>>122169357No, the entire fight was Solomon making a point and truth about the world and White Chain calling him a fag. It's very possible that both of them can be right.
Solomon says the law of kings is survival of the fittest - about those who want can forge the world to their liking, this happens to be true because your will is king. Furthermore, we are given absolutely zero evidence that what Solomon wills isn't terrible because we know that Rayuba isn't terrible. You can talk about about Incubus' realm, Mottom's worlds, but you can't give the "you're a tyrant" lecture to Solomon or even Mammon for that matter. Mammon did fucking nothing and a peaceful society formed around him, that in of itself was a miracle given that every single motherfucker who participates in that society was at one point a thieving murderous cunt - the people of Mammon's world found a fucking escape from the tyranny of the wheel.
Solomon's will is to impose order to the chaos, White Chain, as arguably the premier defender of the law ever comes off as a fucking idiot for not respecting that. How the fuck does White Chain watch Throne go rotten for thousands of years following Universal War and dare accuse Solomon for being the worst offender. Solomon is the only one of the fucking Seven who actually put some elbow grease into creating the peace the angels want - Zoss leading; or in this new case, Zaid leading.

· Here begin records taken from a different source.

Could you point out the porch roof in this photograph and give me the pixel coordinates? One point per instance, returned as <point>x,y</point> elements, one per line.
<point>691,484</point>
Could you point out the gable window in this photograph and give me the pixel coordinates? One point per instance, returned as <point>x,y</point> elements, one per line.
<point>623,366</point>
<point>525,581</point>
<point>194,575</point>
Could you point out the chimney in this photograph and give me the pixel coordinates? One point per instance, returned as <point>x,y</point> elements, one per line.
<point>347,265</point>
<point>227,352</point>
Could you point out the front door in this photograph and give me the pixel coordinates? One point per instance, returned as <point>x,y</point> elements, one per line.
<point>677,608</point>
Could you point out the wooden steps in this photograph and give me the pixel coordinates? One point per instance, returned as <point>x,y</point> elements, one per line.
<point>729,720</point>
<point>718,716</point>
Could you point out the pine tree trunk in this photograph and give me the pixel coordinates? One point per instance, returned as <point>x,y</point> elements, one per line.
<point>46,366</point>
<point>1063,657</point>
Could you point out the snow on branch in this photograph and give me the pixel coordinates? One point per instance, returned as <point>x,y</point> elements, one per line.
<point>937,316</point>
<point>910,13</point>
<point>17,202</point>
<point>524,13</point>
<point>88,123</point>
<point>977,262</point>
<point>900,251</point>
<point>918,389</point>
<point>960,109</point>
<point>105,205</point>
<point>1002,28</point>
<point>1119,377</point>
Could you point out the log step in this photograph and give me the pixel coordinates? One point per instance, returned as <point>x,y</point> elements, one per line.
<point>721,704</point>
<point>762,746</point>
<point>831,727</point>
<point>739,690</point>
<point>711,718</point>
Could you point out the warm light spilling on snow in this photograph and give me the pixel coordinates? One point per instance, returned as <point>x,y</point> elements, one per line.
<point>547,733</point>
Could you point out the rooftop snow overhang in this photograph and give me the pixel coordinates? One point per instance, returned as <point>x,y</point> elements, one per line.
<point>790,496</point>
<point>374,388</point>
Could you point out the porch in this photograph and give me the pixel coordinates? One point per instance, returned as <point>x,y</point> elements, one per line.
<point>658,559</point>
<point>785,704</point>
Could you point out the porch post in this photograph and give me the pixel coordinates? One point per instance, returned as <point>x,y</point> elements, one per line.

What White Chain doesn't understand here is this stupid fucking tournament serves an alternate purpose, it is to reaffirm that the Emperor is in fact a God every hundred years. In the Grand Inquisitor of The Brothers Karamazov, the leader of the Spanish Inquisition tells Jesus - "Hey Jesus, yunno when the devil baited you into proving you were the godhead by throwing yourself from the building and letting the angels catch you and you didn't - well, you fucked up, because we really could've used that affirmation you were real and avoided this whole inquisition business".